Following her grandad’s death, play therapy enabled Amelia to come to terms with the grief in a method and medium she understood and felt comfortable with. Yet play therapy also helped Amelia before her grandad’s death. 

Working – or better, playing – with Jola empowered Amelia come to terms with her grandad’s condition and prognosis – many months before he passed away. But rather than this understanding causing stress or anxiety, or preventing Amelia enjoying her last few months with her grandad, it did the opposite. It gave her a renewed appreciation of how precious his remaining time was – and encouraged her to make the most of it.

“Dad stayed with us for the last six weeks of his life,” Sam explains, “and received care from my home. Amelia cherished that time. She knew he was poorly, but it meant she could have that time for those extra cuddles. Those little five-minute chats; taking him a cold drink, or cutting his cake. Watching rubbish TV together, just for the sake of watching it.

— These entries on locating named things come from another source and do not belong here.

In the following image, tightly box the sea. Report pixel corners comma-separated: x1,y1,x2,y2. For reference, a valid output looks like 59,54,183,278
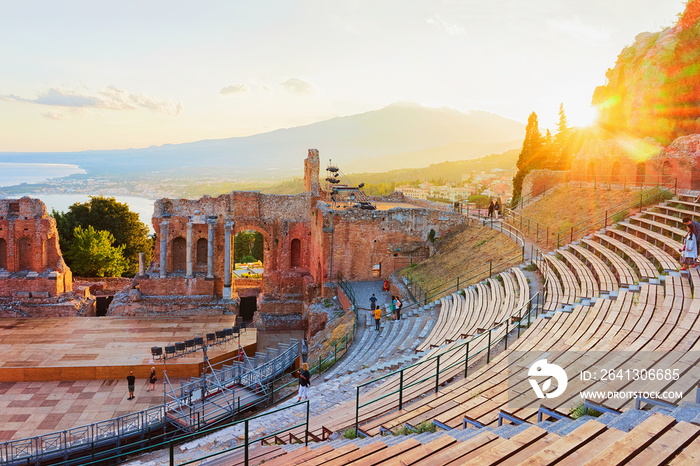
0,162,155,233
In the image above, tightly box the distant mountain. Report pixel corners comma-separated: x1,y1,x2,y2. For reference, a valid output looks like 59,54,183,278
0,104,525,180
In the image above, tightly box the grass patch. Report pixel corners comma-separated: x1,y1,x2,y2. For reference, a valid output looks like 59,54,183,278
399,225,521,292
525,262,537,272
569,403,603,419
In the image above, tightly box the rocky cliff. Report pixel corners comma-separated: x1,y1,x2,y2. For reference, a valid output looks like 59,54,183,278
593,0,700,144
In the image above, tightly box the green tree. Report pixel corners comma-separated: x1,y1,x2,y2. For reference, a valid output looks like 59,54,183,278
511,112,544,205
52,196,153,276
66,225,129,277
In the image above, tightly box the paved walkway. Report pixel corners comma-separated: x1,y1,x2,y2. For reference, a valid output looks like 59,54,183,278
0,378,168,442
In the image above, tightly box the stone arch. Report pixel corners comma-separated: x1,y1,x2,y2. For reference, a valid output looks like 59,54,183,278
171,236,187,272
197,238,209,265
0,238,7,270
17,236,33,270
610,160,622,183
588,160,595,181
289,238,301,269
637,162,647,186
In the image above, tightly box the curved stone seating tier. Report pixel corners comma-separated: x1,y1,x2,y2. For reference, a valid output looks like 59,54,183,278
581,238,639,286
593,233,659,280
234,412,700,466
323,311,435,383
418,269,530,351
605,222,681,271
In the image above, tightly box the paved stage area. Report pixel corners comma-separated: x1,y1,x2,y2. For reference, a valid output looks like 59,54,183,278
0,316,256,442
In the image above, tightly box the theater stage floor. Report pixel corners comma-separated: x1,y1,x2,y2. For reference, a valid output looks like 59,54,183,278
0,316,256,442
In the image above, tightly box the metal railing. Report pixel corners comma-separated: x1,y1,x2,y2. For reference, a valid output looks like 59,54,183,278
0,342,299,465
48,400,310,466
504,179,676,248
354,293,540,435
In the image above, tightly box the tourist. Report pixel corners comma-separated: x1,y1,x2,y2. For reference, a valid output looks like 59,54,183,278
146,367,158,392
680,225,698,270
299,363,311,401
683,217,700,260
126,371,136,400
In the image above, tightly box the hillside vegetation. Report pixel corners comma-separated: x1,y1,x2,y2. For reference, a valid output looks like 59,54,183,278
516,184,652,236
400,225,520,292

“Those intimate moments are ones not everyone gets, because they don’t have the time to process the enormity of things. But because Amelia knew the path and progress of her grandad’s disease – which play therapy gave her – she was calm, accepting, and resilient. And able to make those memories with her grandad in the final days and weeks of his life.”

Jola’s play therapy helped Amelia through all stages of grief; through each step of one of the most challenging periods of her life. But as her mum explains, play therapy has benefits not only for recently bereaved children – but for everyone.

“For every family, it’s crucial that a child has that impartial person to express their feelings to – whether it’s through play, reading a story, or simply being there at the other end of the phone. Because even a child without comprehension, or who might say nothing, is still gaining so, so much from that bond.

“They can say what they need to say. And that’s important.”